The state of the ledger is in principle just the ordered list of messages posted to it. We say that the blockchain implements a totally-ordered broadcast channel. However, we often think of these messages as defining a state of the blockchain. They can for instance define some accounts with some amount of cryptocurrency on them. A cryptocurrency is just the name of the currency, like “Bitcoin” and a list of account names along with the number of coins on each account. To allow access control to who can take coins from an account, it is typically protected by a secret key. The account name is the verification key of a signature scheme and outgoing transactions from the account need to be signed by the corresponding secret key.

Accounts can have smart contracts associated with them. In Bitcoin, smart contracts are called scripts. Smart contracts are just pieces of code in some specialized programming language of the blockchain. To associate a smart contract with an account, a special message is sent on the blockchain. To associate a smart contract with a given account it needs to be signed by this account’s secret key. This is to ensure that only the owner of an account can program it. A smart contract also has a public state associated with it. This state might evolve in response to some of the messages posted on the ledger. In response to a changed state the smart contract might also authorize movement of cryptocurrency away from the account and/or send data signals to other smart contracts.

There are many imagined benefits and uses of blockchains. One of the features that is often highlighted is that their distributed nature builds trust. If no one can control or disrupt the blockchain, then everyone can trust it. This establishes a ubiquitous, global ledger which can be used to establish trust and transparency across countries and organizations. If you can program, then you can use the blockchain to make a self-enforcing contract with a person you just met for the first time on the street, or online. In today’s business and legal environments building trust can be expensive. Building trust using a blockchain can be cheap. Smart contracts give us fully programmable money.

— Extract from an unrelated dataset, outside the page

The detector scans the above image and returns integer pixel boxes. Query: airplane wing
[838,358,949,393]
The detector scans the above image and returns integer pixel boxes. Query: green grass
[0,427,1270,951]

One can program, transact, and tinker with money and contracts as seamlessly as we do with data on today’s internet. This will allow us to do many types of transactions that we do not do today. An important aspect of fully programmable money is that it allows to manipulate data and money atomically. It is possible to atomically move ownership of a house and its payment. This atomicity will allow optimization of many types of transactions done today. Many more advantages of blockchains are being promoted, but here we will focus on the technical aspects.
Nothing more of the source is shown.